Migrants crammed onto a small boat near Calais while we broadcast live, hours after the Rwanda bill passed.
The weather on Tuesday was perfect for the people smugglers. Blue skies and windless.
It was not long before a familiar black shape edged around the headland towards the beach we had chosen as a likely place for boats to launch.
An inflatable, roughly half-full of migrants wearing orange life-preservers.
A large French military or coastguard vessel tracked it across the bay, preventing it crossing to the UK.
But unusually it turned towards the shore and, from the dunes which line the coast here, a group of around 40 more migrants emerged and walked briskly towards it.
The police had been patrolling the beach and tried to stop them but most ignored the armed officers and started climbing onto the inflatable.
Others struggled to start a tiny outboard engine, and more worked to turn the boat and point it towards the UK.
We counted 67 people, some without life vests.

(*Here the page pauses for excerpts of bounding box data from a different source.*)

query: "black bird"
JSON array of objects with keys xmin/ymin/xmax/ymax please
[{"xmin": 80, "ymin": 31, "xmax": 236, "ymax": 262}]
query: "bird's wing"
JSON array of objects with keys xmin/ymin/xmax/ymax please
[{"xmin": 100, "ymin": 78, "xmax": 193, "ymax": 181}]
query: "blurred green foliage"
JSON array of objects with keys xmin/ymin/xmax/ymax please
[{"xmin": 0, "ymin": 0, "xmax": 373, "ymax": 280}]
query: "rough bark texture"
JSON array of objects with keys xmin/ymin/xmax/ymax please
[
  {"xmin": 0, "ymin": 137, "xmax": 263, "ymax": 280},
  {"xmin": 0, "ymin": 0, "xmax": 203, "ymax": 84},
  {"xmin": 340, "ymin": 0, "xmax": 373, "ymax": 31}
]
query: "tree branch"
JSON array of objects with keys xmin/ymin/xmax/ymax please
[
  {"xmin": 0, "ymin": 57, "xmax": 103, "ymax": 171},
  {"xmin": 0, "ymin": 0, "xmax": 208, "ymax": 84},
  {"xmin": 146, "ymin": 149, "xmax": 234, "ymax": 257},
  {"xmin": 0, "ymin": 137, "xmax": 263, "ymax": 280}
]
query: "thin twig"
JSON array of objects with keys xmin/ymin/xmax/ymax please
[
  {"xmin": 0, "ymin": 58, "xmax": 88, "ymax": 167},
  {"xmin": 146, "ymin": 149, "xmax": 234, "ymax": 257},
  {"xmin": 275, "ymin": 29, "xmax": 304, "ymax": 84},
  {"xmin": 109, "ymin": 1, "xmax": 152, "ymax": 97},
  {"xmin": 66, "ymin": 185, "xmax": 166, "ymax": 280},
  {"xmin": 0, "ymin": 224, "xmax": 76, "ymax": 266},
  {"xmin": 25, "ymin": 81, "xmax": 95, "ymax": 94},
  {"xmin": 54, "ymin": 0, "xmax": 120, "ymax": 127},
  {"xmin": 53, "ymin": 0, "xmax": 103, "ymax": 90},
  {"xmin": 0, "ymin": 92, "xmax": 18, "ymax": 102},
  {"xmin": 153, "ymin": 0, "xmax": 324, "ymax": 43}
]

Children were lifted and placed into the middle of the vessel. A man with a walking stick was turned away.
The French police made no attempt to stop it. Some officers turned to us, angry that we were there, suggesting we had known in advance what was going to happen.
We were questioned and our ID checked, as the migrants climbed aboard the boat in the shallows behind us.
It is possible our presence stopped them using knives to slash the boat, deflate it and potentially pitch the migrants into the water. This happens regularly.
This beach is walking distance from encampments near Gravelines and migrants try every night to hide in the dunes, avoid the police and run to the water’s edge with inflatable boats.
They are aware of the UK government’s new legislation and the possibility they might make it to the UK only to be sent to Rwanda to make an asylum claim, which could only result in them being given permission to live there, not Britain.
South Sudanese migrants have told the BBC that Rwanda is so close to their home country they could have far more easily travelled there had they wanted to.
But the UK is the draw. Family links, the language.
At an established group of camps, South Sudanese and Somali migrants asked a series of questions about how the government’s Rwanda policy will work.
Many did not appreciate that if they were sent to the country to make an asylum application they would not be able to return to the UK.
One Somali man told me he was intent on getting out of mainland Europe without giving his fingerprints because he might be told he should have claimed asylum at that point, rather than in the UK.
Another said that he would take his own life if he made it across the Channel and then the government tried to remove him to Rwanda.
But there were glances and raised eyebrows as we explained the new legal situation they faced. The new law may have some effect, even this close to the Channel.
But none of them said they would be dissuaded. They had travelled too far, many for months through northern Africa, Turkey and Europe.